Background: Among all racial and ethnic groups in the USA, African Americans bear the greatest burden from tobacco related disease. The tobacco industry has been highly influential in the African American community for decades, providing funding and other resources to community leaders and emphasising publicly its support for civil rights causes and groups, while ignoring the negative health effects of its products on those it claims to support.
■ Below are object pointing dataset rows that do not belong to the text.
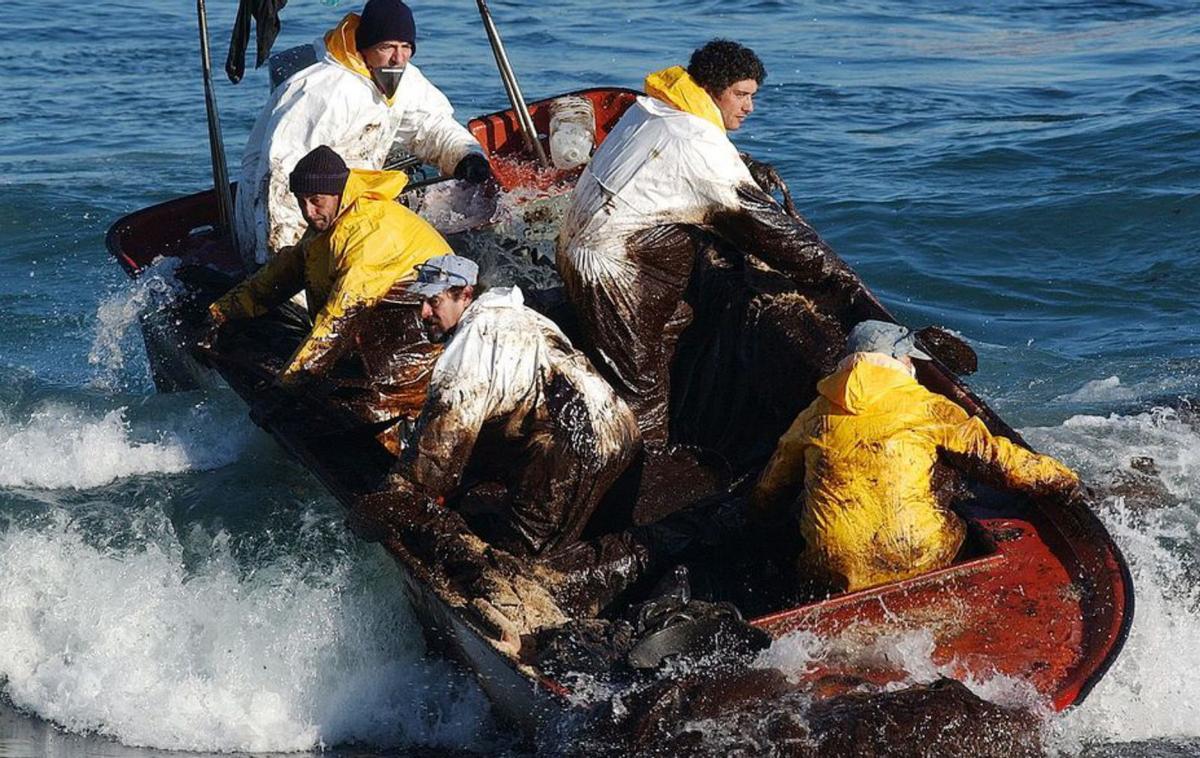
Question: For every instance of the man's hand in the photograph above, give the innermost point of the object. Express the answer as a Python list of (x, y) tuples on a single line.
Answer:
[(769, 181), (473, 168), (213, 325)]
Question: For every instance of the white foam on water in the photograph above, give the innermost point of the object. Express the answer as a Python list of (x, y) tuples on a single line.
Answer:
[(1099, 390), (119, 312), (910, 651), (1152, 691), (60, 446), (135, 647)]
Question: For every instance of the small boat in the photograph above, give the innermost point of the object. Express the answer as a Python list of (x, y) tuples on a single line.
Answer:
[(1041, 594)]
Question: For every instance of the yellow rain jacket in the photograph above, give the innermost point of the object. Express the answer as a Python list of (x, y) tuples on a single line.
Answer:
[(863, 455), (676, 86), (373, 244)]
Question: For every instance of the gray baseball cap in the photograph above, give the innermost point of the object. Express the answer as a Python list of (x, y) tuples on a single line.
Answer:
[(442, 272), (883, 337)]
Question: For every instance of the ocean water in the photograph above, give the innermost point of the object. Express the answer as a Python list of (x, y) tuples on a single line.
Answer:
[(1025, 173)]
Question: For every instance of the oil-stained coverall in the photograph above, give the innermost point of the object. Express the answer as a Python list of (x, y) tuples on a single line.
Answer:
[(335, 102), (372, 245), (629, 244), (510, 392), (862, 456)]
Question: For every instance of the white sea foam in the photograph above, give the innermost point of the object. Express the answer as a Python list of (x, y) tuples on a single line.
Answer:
[(911, 651), (135, 647), (60, 446), (1153, 689)]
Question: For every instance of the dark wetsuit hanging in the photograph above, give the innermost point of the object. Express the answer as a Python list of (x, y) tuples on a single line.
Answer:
[(267, 23)]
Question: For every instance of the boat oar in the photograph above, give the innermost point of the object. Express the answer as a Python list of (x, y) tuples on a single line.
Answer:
[(510, 85), (216, 145)]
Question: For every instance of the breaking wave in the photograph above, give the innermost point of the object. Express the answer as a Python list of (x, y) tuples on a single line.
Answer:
[(1146, 468), (136, 647), (60, 446)]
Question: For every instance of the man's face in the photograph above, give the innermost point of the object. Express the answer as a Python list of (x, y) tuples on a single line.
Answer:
[(387, 54), (319, 210), (736, 102), (442, 312)]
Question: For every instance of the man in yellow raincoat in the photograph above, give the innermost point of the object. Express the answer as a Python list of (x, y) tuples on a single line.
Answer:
[(360, 244), (363, 95), (630, 239), (859, 462)]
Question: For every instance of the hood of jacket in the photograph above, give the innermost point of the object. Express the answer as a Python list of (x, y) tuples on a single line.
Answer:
[(676, 88), (864, 381), (341, 47), (364, 184)]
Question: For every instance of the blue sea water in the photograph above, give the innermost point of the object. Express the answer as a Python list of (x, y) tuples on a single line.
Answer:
[(1026, 173)]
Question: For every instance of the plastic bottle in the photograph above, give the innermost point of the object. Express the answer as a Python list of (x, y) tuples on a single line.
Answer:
[(571, 131)]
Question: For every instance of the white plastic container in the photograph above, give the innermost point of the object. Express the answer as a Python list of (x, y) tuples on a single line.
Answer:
[(571, 131)]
However, the industry’s private business reasons for providing such support were unknown.

Objective: To understand how and for what purposes the tobacco industry sought to establish and maintain relationships with African American leaders.

Methods: Review and analysis of over 700 previously secret internal tobacco industry documents available on the internet.

Results: The tobacco industry established relationships with virtually every African American leadership organisation and built longstanding social connections with the community, for three specific business reasons: to increase African American tobacco use, to use African Americans as a frontline force to defend industry policy positions, and to defuse tobacco control efforts.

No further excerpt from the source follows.